早慶戦でのクラブバイトが終わった後、武田さんに誘われて、引き続きプロ野球のナイトゲームでもアイスクリームの場内売りのアルバイトをやりました。その金でスラックスを買い、自分で裾上げをしたことを思い出します。
楽譜係という役職があったことに触れておきます。
今では個人でもプリンターを持っていますが、当時はコピーが大変な作業でした。
トレーシング・ペーパーに各パート譜を作成し、それを原稿として、今となっては懐かしい青焼きコピーで必要部数を焼いて、部員に配布するのが楽譜係の仕事でした。
1号館(現在の51号館)地下にあった図書室の前に置いてあったコピー機の順番を待ちながら、作ったものです。
青焼きは原稿と感光紙を重ねて流す枚様印刷です。
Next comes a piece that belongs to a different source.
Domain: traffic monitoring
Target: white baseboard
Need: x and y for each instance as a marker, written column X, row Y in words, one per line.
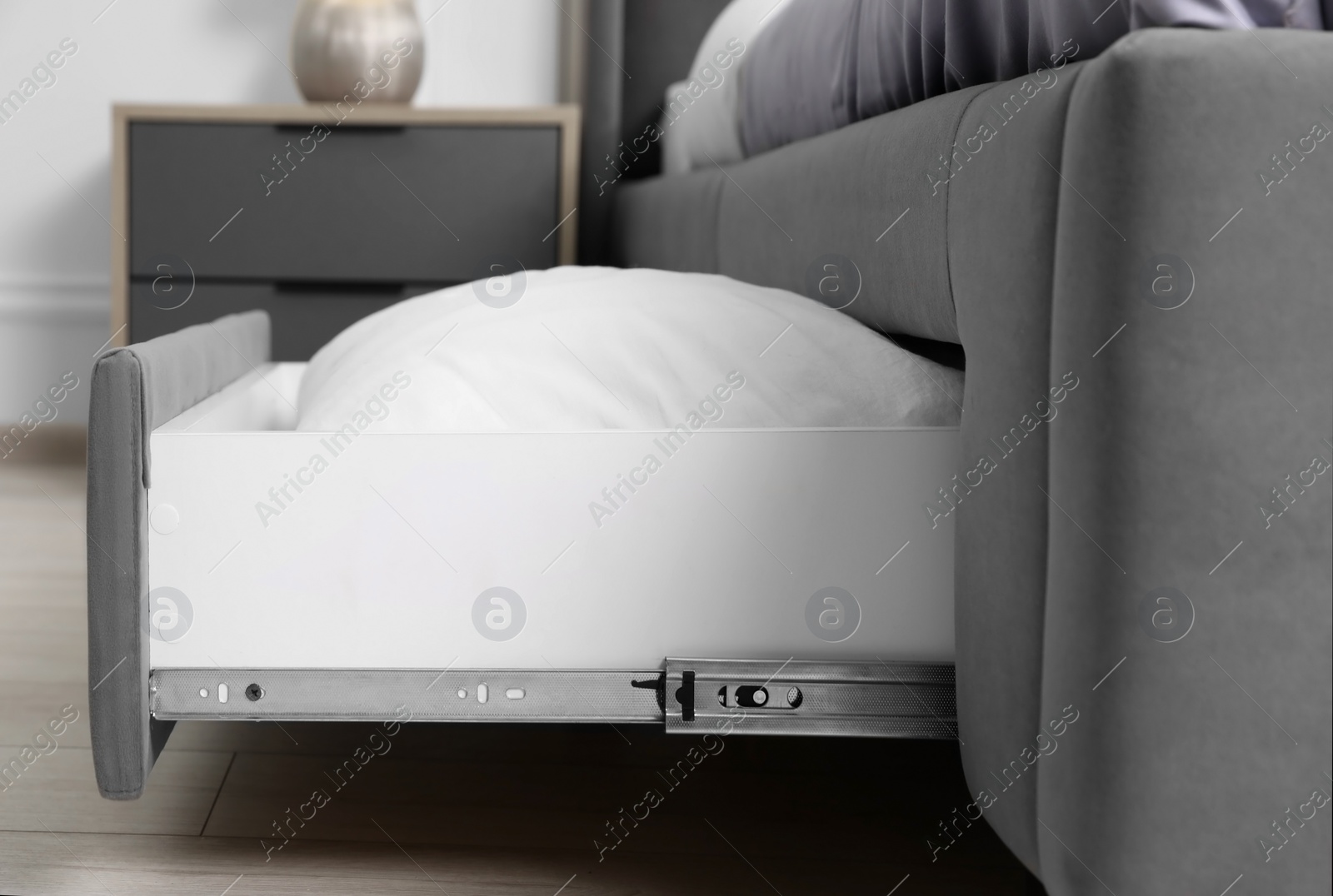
column 50, row 326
コピー機の性能も粗末なもので、原稿がよく巻き込まれて感光液で水浸しになり、反ったりインキが流れたりで、気苦労の絶えない作業でした。

青焼きコピーの譜面

青焼きコピーの譜面

1期は大槻剛さん、2期は岡本之良さんが楽譜係を担当しました。

何でそうなったのかは不明ですが、入部してしばらくすると、私は岡本さんの手伝いをしていました。

楽譜に関わってきた経緯から、第1回演奏会から第5回演奏会までの譜面を、全てではありませんが、少しずつ総譜の形で筆写し直しています。
これは、整理してから、アーカイブに載せる予定です。
ほとんどが部員による編曲なので、これも貴重なアンサンブルの歴史です。
この年の夏合宿は、長野県の野尻湖畔で行われました。
合宿は、朝のラジオ体操で始まり、また、全員でマラソン(?)もやりました。

左、松岡さん(2期部長)右、市川さん(2期)

左、松岡さん(2期部長)右、市川さん(2期)

昼休みなどの休憩時間には、みんなでビートルズやグループサウンズの曲を弾いて歌っていました。
ベンチャーズ、ビートルズ、グループサウンズ、カレッジ・フォーク、様々なジャンルが入り乱れて、若者文化の大きなうねりが動き出していました。ギターが一気に普及し、聴くだけの受動的な音楽であった時代から、自分で作ったり演奏したりする能動的な音楽の裾野が広がっていく時代への移行期にあたります。